Varios meses más tarde, y como consecuencia de una moción de desistimiento voluntario radicada por Hernández Vélez, el tribunal de instancia dictó Sentencia Parcial desestimando la causa de acción radicada en contra de Antulio Santarrosa. La demandante también retiró

la causa de acción radicada en contra de Moisés Vélez y Televicentro, sobre hostigamiento sexual, al amparo de las disposiciones de la Ley Número 17 de 22 de abril de 1988, ante, y bajo el Título VII de la Ley Federal de Derechos Civiles; manteniendo, sin embargo, su reclamación de daños y perjuicios contra dichos codemandados bajo las disposiciones de los Artículos 1802 y 1803 del Código Civil de Puerto Rico, ante.

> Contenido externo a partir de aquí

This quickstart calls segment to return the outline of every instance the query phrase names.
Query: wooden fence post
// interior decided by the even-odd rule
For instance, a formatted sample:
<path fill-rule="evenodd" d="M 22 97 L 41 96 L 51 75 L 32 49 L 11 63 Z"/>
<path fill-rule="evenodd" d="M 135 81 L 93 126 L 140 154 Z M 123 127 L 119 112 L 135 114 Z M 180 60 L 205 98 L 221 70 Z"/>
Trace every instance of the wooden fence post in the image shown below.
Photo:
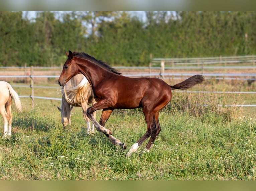
<path fill-rule="evenodd" d="M 164 61 L 161 61 L 161 72 L 160 73 L 160 77 L 162 80 L 164 79 L 164 77 L 162 75 L 162 74 L 164 73 Z"/>
<path fill-rule="evenodd" d="M 34 80 L 32 78 L 33 75 L 34 68 L 33 66 L 31 66 L 30 68 L 30 95 L 29 97 L 31 98 L 32 103 L 32 108 L 34 108 Z"/>

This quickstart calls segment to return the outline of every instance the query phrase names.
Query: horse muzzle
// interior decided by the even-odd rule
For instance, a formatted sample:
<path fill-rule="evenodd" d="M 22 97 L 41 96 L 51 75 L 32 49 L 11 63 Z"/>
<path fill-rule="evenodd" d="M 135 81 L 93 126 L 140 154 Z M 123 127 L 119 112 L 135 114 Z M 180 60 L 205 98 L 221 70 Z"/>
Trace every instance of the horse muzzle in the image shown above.
<path fill-rule="evenodd" d="M 65 84 L 66 84 L 65 83 L 65 82 L 61 83 L 59 81 L 58 81 L 58 83 L 59 85 L 60 86 L 65 86 Z"/>

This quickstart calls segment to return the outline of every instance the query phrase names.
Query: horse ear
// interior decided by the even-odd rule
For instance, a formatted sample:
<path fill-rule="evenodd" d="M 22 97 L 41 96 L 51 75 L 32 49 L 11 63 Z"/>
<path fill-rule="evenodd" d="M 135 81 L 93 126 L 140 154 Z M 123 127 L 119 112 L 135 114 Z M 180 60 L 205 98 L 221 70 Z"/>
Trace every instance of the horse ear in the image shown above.
<path fill-rule="evenodd" d="M 69 57 L 69 58 L 70 60 L 72 60 L 73 59 L 73 53 L 70 50 L 69 51 L 69 56 L 68 56 Z"/>

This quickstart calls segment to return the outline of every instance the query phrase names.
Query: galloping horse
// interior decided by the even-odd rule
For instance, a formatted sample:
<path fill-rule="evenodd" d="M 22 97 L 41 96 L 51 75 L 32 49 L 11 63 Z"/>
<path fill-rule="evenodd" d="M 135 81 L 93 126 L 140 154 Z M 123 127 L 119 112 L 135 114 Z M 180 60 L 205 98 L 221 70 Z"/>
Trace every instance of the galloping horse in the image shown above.
<path fill-rule="evenodd" d="M 70 112 L 73 106 L 82 107 L 84 118 L 86 121 L 87 133 L 94 132 L 94 126 L 93 123 L 91 129 L 90 121 L 86 115 L 88 104 L 93 104 L 96 101 L 93 93 L 87 79 L 81 74 L 71 78 L 64 87 L 61 87 L 61 103 L 60 107 L 57 108 L 61 112 L 61 122 L 65 128 L 68 124 L 71 124 Z M 94 112 L 94 118 L 96 113 Z"/>
<path fill-rule="evenodd" d="M 11 106 L 12 99 L 14 100 L 18 111 L 21 111 L 21 103 L 19 96 L 11 85 L 6 82 L 0 81 L 0 113 L 4 120 L 4 137 L 11 135 L 12 115 Z M 9 128 L 7 126 L 9 123 Z M 8 133 L 7 133 L 8 132 Z"/>
<path fill-rule="evenodd" d="M 71 78 L 78 74 L 85 76 L 92 88 L 97 102 L 87 109 L 87 114 L 97 130 L 104 133 L 113 143 L 126 148 L 125 143 L 114 137 L 110 130 L 105 128 L 105 124 L 113 110 L 117 108 L 142 108 L 147 130 L 133 145 L 127 156 L 136 151 L 150 137 L 145 148 L 149 151 L 161 130 L 159 112 L 170 101 L 171 90 L 186 90 L 204 80 L 202 76 L 196 75 L 174 86 L 169 86 L 158 78 L 124 76 L 103 62 L 84 53 L 69 51 L 66 54 L 68 58 L 59 78 L 59 84 L 64 86 Z M 102 113 L 98 123 L 93 113 L 101 109 Z"/>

Luego de varios trámites e incidentes procesales, el 28 de octubre de 2003, el Tribunal de Primera Instancia declaró con

lugar la reclamación de daños y perjuicios presentada en contra de Televicentro de Puerto Rico y su empleado Moisés Vélez, al determinar que ambos le respondían a ésta por los daños y perjuicios sufridos por ella como consecuencia de los avances sexuales del empleado. En cuanto a este último, el foro primario determinó que sus actuaciones configuraban una agresión, situación que era civilmente accionable bajo el Artículo 1802 del Código Civil, ante.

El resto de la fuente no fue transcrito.